Designer Ralph Lauren is to step down as head of the fashion company he founded almost 40 years ago, it was announced on 30 September. From expanding into women's fashion, children's fashion, homeware and recently into the restaurant trade, Lauren has had a career many dream of. He is also the founder of the Pink Pony Campaign that fights to raise awareness about cancer. IBTimes looks back on the life and career of the man behind the preppy Ralph Lauren brand that many have grown to love.
Ralph Lauren Corporation: How it all began
Ralph Lauren started his fashion empire in the late Sixties but at the time it was called Polo Fashions and they only designed neckties.
However, before Lauren's necktie business was started, the designer studied business at Baruch College in Manhattan, New York, for two years. He also served in the US Army Reserves for two years, before getting a retail sales job at Brooks Brothers. He then left to join the manufacturing company, Beau Brummell.
In 1967 the president of Beau Brummell agreed to let Lauren start his own line after he secured a $50,000 (£33,000) loan from Norman Hilton. Lauren's ties were said to have gone against the general necktie trend of that time period, being wide and handmade from high-end fabrics. They were sold at large department stores, such as Bloomingdale's, where Lauren would deliver them himself. In the beginning, Lauren worked in a showroom in the Empire State Building but he sold $500,000 (£330,700) worth of neckties during the first year of starting Polo. It wasn't long before the company expanded into men's clothing.
From an entrepreneur to a fashion guru
In 1970 Ralph Lauren won the Coty Award for his menswear designs. Proving he wasn't going to stop there, his award encouraged him to go on to design suits for women – a ground-breaking design for its time that mirrored the style of a classic male suit. One year later, in 1972, his infamous short-sleeved polo shirts were released in 24 different colours and established the company's signature look for decades to come.
Since then, Lauren has gone on to create Ralph Lauren Purple, a luxury clothing line, Ralph Lauren home, a home-furnishing collection, as well as a variety of fragrances. The Ralph Lauren Corporation went public in 1997 and began trading on the New York Stock Exchange.
In 2015 Forbes estimated that the designer's net worth was roughly $7bn (£4.6bn).
The company nears bankruptcy despite its success
What many don't know is that despite the ever-increasing expansion of the Ralph Lauren brand, the fashion designer was not without troubles. In the late Seventies Lauren was struggling to manage the company's finances successfully. Despite having just won the Coty Award and the new polo shorts being exceptionally successful, Lauren realised he needed help or the business wasn't going to survive. CNN reports that the designer then invested $100,000 (£66,000) of his personal money into the business and recruited Peter Storm from Norman Hilton as his business partner. Lauren then kept 90% of the company profits, while Storm kept 10%.
The designer also suffered personal problems with his health and was required to undergo surgery in 1987 to remove a brain tumour.
Ralph Lauren, the designer: Special and noteworthy achievements
Ralph Lauren is the official designer of the uniforms for the US Olympic team from 2008 to 2020, as well as for the US Open and Wimbledon Tennis Championships in 2015.
In 2009 Lauren won the CFDA Popular Vote Award, which sees the public voting for its favourite designer. The following year he received France's highest honour, the Chevalier de la Legion d'Honneur, from then French President Nicolas Sarkozy.
Ralph Lauren is the only designer ever to have won all four top honours of the Council of Fashion Designers of America, including the Lifetime Achievement Award.

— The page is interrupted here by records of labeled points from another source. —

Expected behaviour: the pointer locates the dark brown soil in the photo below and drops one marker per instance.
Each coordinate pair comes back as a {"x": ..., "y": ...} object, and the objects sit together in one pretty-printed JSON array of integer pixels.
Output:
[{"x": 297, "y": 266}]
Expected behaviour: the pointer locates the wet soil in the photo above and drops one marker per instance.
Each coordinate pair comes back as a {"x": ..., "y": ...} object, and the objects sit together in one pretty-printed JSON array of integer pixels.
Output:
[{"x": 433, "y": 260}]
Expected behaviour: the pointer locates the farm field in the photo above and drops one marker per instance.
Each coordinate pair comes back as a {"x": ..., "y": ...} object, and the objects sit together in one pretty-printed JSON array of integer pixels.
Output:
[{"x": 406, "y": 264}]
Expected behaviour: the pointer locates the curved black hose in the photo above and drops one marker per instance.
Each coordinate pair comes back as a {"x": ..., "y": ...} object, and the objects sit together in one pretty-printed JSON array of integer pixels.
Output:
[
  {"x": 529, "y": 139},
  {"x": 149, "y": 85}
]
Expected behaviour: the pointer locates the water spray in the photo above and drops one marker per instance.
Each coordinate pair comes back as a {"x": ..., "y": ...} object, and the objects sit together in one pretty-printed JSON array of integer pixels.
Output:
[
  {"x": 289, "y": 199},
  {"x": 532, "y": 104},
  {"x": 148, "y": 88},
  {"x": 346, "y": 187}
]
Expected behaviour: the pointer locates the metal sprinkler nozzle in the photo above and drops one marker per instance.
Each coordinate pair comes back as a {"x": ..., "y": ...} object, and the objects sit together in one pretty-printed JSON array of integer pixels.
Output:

Controversy: Olympic uniforms made in China
Ralph Lauren came under fire in 2012 when it was revealed that the US Olympic uniforms had been made in China, rather than in the United States. Prominent figures, such as actress Mia Farrow, senate majority leader Harry Reid and former American Olympic swimmer Dara Torres, all joined the public in condemning Ralph Lauren. The company responded by promising that the uniforms for the 2014 Winter Olympic Games would be made in the United States.
Not just a fashion designer: Ralph Lauren's philanthropic work
Ralph Lauren is not only known for his success in the fashion industry, but has also contributed significantly as a philanthropist.
His first venture was the Nina Hyde Center for Breast Cancer Research, set up in 1989 at Georgetown University. In 1994, following on from his dedication to fighting breast cancer, the designer set up the Fashion Targets Breast Cancer Initiative, a project that raises public awareness and funds to fight the disease both within the United States as well as internationally.
A few years later, he set up the Polo Ralph Lauren Foundation to support causes, ranging from cancer care and prevention to educational and literacy programs, as well as restoration and preservation efforts.